Dunne was sacked by the Archdiocese of Glasgow in 1988 after complaints about his behaviour by two schoolgirls.
He moved to Los Angeles and established himself at two new churches, where he was later accused of inappropriate behaviour by two young parishioners.
After leaving Glasgow, and before moving to LA, Dunne returned home to Co. Offaly in Ireland. It was then, in 1989, that Dunne befriended a young woman who was a patient in a hospital he visited, where she was recovering from being abused by another person.
She was due to attend counselling, which was difficult for her to access due to her rural location, and Dunne offered to drive her to the Rape Crisis Centre. During several of those trips, Dunne indecently assaulted her.
After a number of assaults, the woman avoided Dunne, but forgave him after he apologised. He then assaulted her again.
She later wrote to her local bishop but heard no more until Irish police launched an investigation into Dunne in 2019.
In a statement to the court, she outlined the devastating effects Dunne’s abuse has had on her life in relation to relationships, her mental health and employment. She said she feels she will grow old on her own as she can not trust anyone. Police Scotland was told about Dunne in 2013, and while an investigation was launched, no action was taken.

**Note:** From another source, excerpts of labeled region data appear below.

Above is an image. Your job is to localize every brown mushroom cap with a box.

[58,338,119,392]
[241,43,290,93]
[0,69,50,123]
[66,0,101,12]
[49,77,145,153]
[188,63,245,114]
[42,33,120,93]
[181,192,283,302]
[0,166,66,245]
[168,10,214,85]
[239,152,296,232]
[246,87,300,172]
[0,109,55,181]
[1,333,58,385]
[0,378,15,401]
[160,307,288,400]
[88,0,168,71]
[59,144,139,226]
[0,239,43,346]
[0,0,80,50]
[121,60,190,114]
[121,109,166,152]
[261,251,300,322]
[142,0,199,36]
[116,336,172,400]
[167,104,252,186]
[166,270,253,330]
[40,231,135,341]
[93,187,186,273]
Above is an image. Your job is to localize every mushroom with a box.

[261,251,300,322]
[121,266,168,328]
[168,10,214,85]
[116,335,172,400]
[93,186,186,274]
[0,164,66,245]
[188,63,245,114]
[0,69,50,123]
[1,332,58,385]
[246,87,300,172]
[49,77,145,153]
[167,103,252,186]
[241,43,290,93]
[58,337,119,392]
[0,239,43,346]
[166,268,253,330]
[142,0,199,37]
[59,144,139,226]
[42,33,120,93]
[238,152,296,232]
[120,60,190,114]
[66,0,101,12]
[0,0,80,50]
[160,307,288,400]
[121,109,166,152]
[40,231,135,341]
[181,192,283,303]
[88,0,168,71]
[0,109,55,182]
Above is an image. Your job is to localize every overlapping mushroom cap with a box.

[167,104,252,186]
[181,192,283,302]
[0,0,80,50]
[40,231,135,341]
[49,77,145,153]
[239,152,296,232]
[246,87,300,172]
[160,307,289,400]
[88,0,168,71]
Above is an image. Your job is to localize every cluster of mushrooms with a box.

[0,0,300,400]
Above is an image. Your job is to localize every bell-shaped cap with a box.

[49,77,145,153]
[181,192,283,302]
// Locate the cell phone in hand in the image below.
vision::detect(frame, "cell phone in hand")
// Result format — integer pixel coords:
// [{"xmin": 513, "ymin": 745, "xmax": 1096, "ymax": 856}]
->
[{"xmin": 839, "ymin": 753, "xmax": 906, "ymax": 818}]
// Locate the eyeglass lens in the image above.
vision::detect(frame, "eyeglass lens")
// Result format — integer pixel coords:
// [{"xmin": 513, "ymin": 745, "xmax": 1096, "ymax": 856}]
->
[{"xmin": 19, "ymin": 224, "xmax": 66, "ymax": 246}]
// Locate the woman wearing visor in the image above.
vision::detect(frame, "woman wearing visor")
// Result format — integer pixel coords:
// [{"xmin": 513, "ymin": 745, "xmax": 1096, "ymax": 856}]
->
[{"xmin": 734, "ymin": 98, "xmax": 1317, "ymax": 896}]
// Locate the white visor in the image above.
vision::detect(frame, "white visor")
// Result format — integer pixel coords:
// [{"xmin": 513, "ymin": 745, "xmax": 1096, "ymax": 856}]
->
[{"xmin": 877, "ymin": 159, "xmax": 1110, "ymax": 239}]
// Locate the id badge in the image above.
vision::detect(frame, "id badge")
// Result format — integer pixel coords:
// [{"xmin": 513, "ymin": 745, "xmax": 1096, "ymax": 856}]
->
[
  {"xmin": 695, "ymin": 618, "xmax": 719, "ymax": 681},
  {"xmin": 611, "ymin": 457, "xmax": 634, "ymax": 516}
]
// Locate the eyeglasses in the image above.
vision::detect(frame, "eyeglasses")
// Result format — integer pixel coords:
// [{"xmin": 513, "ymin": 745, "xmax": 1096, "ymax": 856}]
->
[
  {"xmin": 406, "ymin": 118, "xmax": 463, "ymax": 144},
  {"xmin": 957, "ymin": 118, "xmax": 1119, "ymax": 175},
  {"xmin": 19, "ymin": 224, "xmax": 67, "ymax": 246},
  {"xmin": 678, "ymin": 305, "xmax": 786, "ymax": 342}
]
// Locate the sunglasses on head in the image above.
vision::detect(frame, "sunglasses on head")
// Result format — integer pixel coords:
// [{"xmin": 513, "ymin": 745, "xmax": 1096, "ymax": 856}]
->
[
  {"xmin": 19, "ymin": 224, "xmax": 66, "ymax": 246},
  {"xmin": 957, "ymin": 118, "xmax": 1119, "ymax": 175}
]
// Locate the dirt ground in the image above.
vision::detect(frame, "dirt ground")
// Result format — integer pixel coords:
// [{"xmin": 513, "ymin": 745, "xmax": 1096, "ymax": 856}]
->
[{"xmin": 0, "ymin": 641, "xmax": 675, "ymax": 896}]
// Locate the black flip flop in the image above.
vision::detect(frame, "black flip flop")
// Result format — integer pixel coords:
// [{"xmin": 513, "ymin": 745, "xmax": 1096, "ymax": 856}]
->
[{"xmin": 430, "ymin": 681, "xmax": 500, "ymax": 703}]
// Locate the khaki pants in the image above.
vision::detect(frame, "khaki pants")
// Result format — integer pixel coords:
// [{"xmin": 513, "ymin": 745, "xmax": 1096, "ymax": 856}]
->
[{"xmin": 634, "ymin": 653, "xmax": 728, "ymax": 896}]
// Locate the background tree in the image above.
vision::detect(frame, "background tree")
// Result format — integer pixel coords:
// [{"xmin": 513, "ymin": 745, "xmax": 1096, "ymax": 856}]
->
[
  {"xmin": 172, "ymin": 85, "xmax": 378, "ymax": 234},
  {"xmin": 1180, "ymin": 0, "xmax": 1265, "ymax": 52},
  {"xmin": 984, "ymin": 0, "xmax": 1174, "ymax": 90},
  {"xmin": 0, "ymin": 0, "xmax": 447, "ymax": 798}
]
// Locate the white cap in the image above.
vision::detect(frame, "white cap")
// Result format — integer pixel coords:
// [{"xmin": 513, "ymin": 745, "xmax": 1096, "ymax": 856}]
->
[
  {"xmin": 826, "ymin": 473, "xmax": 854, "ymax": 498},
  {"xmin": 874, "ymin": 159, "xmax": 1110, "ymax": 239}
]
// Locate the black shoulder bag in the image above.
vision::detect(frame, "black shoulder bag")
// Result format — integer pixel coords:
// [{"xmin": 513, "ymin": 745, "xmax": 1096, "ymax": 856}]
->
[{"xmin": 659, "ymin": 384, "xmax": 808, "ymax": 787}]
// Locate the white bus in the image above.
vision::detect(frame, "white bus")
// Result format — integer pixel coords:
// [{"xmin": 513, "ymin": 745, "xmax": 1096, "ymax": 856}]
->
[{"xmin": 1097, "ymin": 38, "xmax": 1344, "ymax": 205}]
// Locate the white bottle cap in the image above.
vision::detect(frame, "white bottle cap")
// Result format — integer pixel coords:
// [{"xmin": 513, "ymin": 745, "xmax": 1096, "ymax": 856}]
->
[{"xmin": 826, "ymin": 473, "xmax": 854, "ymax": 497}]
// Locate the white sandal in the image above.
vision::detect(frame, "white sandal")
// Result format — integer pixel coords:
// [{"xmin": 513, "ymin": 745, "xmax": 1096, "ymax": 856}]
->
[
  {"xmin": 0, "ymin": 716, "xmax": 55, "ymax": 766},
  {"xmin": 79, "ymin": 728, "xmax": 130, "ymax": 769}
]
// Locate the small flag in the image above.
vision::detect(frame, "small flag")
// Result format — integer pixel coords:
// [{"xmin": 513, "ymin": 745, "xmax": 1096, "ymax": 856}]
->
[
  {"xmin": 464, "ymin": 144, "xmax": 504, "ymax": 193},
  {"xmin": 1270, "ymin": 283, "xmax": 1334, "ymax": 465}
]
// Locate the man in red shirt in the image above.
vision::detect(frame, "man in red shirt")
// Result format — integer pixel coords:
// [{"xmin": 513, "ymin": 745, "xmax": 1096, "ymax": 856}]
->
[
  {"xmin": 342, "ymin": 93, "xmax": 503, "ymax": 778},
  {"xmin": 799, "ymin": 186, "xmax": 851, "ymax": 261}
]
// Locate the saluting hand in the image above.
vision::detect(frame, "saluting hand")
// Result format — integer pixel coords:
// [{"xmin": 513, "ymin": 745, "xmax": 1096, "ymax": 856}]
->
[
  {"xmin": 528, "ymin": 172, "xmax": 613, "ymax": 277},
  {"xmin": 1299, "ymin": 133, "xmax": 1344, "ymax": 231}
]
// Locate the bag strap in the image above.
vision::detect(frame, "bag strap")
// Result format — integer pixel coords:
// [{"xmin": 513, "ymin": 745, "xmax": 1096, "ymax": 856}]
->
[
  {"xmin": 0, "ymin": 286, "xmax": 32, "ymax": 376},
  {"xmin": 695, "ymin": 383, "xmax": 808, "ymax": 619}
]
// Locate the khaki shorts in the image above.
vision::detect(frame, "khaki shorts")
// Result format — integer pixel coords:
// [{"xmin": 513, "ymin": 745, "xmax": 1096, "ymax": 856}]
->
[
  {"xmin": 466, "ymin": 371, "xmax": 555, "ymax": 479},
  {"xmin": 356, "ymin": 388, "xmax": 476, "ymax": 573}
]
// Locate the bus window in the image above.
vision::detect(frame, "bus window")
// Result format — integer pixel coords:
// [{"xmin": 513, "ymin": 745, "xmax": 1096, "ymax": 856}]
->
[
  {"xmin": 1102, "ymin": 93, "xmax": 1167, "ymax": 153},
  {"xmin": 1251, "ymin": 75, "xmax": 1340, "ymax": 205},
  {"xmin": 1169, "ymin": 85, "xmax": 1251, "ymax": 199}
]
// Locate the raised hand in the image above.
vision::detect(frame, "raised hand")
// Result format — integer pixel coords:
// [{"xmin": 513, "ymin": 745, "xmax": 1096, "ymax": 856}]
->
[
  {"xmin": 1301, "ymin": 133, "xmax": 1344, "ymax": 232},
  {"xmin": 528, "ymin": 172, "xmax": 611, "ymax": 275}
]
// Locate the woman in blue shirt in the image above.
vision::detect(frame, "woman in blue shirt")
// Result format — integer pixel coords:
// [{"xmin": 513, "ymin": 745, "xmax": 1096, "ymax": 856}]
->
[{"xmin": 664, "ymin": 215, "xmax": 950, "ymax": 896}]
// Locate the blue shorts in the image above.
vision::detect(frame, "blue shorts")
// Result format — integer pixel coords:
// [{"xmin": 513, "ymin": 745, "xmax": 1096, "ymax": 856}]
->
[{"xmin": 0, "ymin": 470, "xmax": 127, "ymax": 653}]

The Scottish victim added: “If police were told about him in 2013, why was no action taken to protect others?” She added: “This destroyed my trust in the Catholic Church.” Sitting at Ireland’s Central Criminal Court, Mr Justice Paul McDermott told Dunne his behaviour had been “shocking.”
The Sunday Post confronted Dunne down at his home in Ireland in 2019, where he refused to speak to us, saying only: “I’ve done nothing wrong. My conscience is clear.” Last week he again refused to speak to reporters.
The Catholic Church in Glasgow said Dunne now faces the ultimate sanction, to be struck off, laicised, which can only be done by Rome.
The Church said: “The Archdiocese of Glasgow welcomes the conviction of Joseph Dunne and hopes that this will give some comfort to the woman who has been the victim of his abuse.”